This week's Modern Love is a story of transition — changes in gender, relationship status, and potentially a woman's sexuality.
Gili Warsett writes wistfully of her relationship (now over) with a partner who identified as a transgender man when they met and, two years later, had surgery to remove his breasts. Warsett, who had previously dated women, writes that "I had fallen for a different body. No matter how hard I tried to keep up, I couldn't transition at the same pace" — but transition she eventually did. They moved to a Midwestern city together, where they often passed as a straight couple. Warsett had come out at sixteen, but after the move, she says, "I was becoming increasingly uncomfortable in queer groups; I hid behind the privilege that being straight afforded me." And after their breakup — precipitated not by the surgery but by Warsett's sense that "our relationship seemed to have settled into something known and stable and had lost its spark" — she began to wonder who she was really attracted to. She concludes,
Now, several years later, my current relationship may seem to be a straight one; my partner is a non-trans man. I've found that there's privilege but also invisibility that comes with passing — an aspect of my life about which I continue to struggle. I will always consider myself queer, recognizing that my sexuality and gender identity resist definition. The conflicting feelings of guilt and relief remain.

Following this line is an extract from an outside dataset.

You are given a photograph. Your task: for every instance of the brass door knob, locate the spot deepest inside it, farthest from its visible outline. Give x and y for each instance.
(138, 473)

Warsett's piece raises a lot of questions about passing, about definitions of queerness and straightness, and about how one finds one's sexual identity, but it's also a reminder of a pretty simple truth: relationships change you. Any significant relationship creates a kind of relationship-self, the person you are with and to your partner, and that self often doesn't die when the relationship ends. Rather, it gets rolled up with all the other selves you've been in your life, and now you have to deal with it, long after you stopped dealing with your partner's gender transition or career or self-doubt or weird ways of pronouncing certain words. And dealing with this new self can be tortuous and guilt-inducing, as Warsett says — but it can also be revelatory.